William Wordsworth was born into a well-to-do family in the small town of Cockermouth in Cumberland, England, on April 7, 1770. His mother died when he was eight, and his father died when he was 13. Wordsworth was sent to school in the Lake District—an area with which Wordsworth’s poetic career has always been linked. As a boy, he took many long walks exploring the lakes and countryside and feeling a deep connection to nature.

After school, Wordsworth attended St. John’s College at Cambridge University. He did not enjoy his studies or university life generally; after graduating in 1791, he went to France, where he embraced the cause of the French Revolution.

In 1795, Wordsworth met Samuel Taylor Coleridge, and they became close friends and collaborators. Together, in 1798, they published the collection Lyrical Ballads, which marked the beginning of the Romantic period in English poetry. A second edition, including Wordsworth’s famous “Preface,” which explains his poetic principles, appeared in 1800. The following decade was a prolific period for Wordsworth, during which he produced much of his best work. In 1804, for example, he completed “Ode: Intimations of Immortality,” while in 1805, he composed an early version of The Prelude, a long, autobiographical poem. His Poems in Two Volumes, which included “My Heart Leaps Up,” appeared in 1807. Michael: A Pastoral Poem (1800) and The Ruined Cottage (1799 or 1800, and appearing in an expanded version in The Excursion in 1814) are two other notable works from this period.

In 1802, Wordsworth married Mary Hutchinson, and they had five children. Wordsworth’s brother John drowned in a shipwreck in 1805, a tragedy that profoundly affected Wordsworth and resulted in “Elegiac Stanzas” in 1807. Two of his children died in 1812. Wordsworth also became estranged from his longtime friend Coleridge, although late in life they patched up their quarrel to some extent.

The first collected edition of Wordsworth’s poems appeared in 1815, assuring his reputation as a poet of national stature. In middle and later life, however, the quality of Wordsworth’s poetry declined. He also became a political and religious conservative, rejecting his earlier radicalism. In 1813, he accepted a government position as a Stamp Distributor (a collector of revenues).

Wordsworth was appointed Poet Laureate in 1843. He died on April 23, 1850, at the age of 80, at Rydal Mount, near Ambleside in the Lake District. The final version of The Prelude, which he spent his career revising, was published posthumously that year.
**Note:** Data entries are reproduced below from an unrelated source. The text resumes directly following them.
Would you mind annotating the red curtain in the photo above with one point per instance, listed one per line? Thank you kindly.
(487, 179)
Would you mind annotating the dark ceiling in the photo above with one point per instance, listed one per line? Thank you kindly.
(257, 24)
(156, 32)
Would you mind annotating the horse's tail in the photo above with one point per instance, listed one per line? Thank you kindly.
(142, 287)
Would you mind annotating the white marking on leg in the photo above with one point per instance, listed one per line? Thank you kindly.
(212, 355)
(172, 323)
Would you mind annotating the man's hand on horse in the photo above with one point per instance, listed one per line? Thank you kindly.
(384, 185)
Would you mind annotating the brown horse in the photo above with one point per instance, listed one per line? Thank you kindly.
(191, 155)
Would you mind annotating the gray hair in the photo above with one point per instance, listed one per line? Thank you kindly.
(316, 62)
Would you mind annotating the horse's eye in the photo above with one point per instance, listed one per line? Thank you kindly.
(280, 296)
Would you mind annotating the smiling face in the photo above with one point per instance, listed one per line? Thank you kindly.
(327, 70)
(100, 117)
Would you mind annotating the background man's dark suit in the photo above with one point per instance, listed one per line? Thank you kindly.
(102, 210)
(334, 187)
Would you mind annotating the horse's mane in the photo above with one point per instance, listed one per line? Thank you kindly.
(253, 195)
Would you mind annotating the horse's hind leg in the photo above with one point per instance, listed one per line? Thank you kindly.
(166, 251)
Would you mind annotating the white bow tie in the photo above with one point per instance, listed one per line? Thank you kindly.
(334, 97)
It is considered to be his masterpiece.

Poem Text

My heart leaps up when I behold 

        A rainbow in the sky:

So was it when my life began; 

So is it now I am a man; 

So be it when I shall grow old, 

        Or let me die!

The Child is father of the Man;

And I could wish my days to be

Bound each to each by natural piety.

Wordsworth, William. “My Heart Leaps Up.” Poets.org, 1807.

Summary

The speaker’s subject is the rainbow and what it means to him. He feels a surge of joy whenever he sees this natural phenomenon—a reaction he has had since he was a very young child and that continues into adulthood. He earnestly hopes that he will still take delight in the rainbow in old age as well—so much so that he hopes he dies if the sight no longer fills him with the same awe. The speaker believes that a man’s childhood shapes the way he experiences life; he wishes that as his life unfolds, with each day chained to the previous, he will continue to revere nature.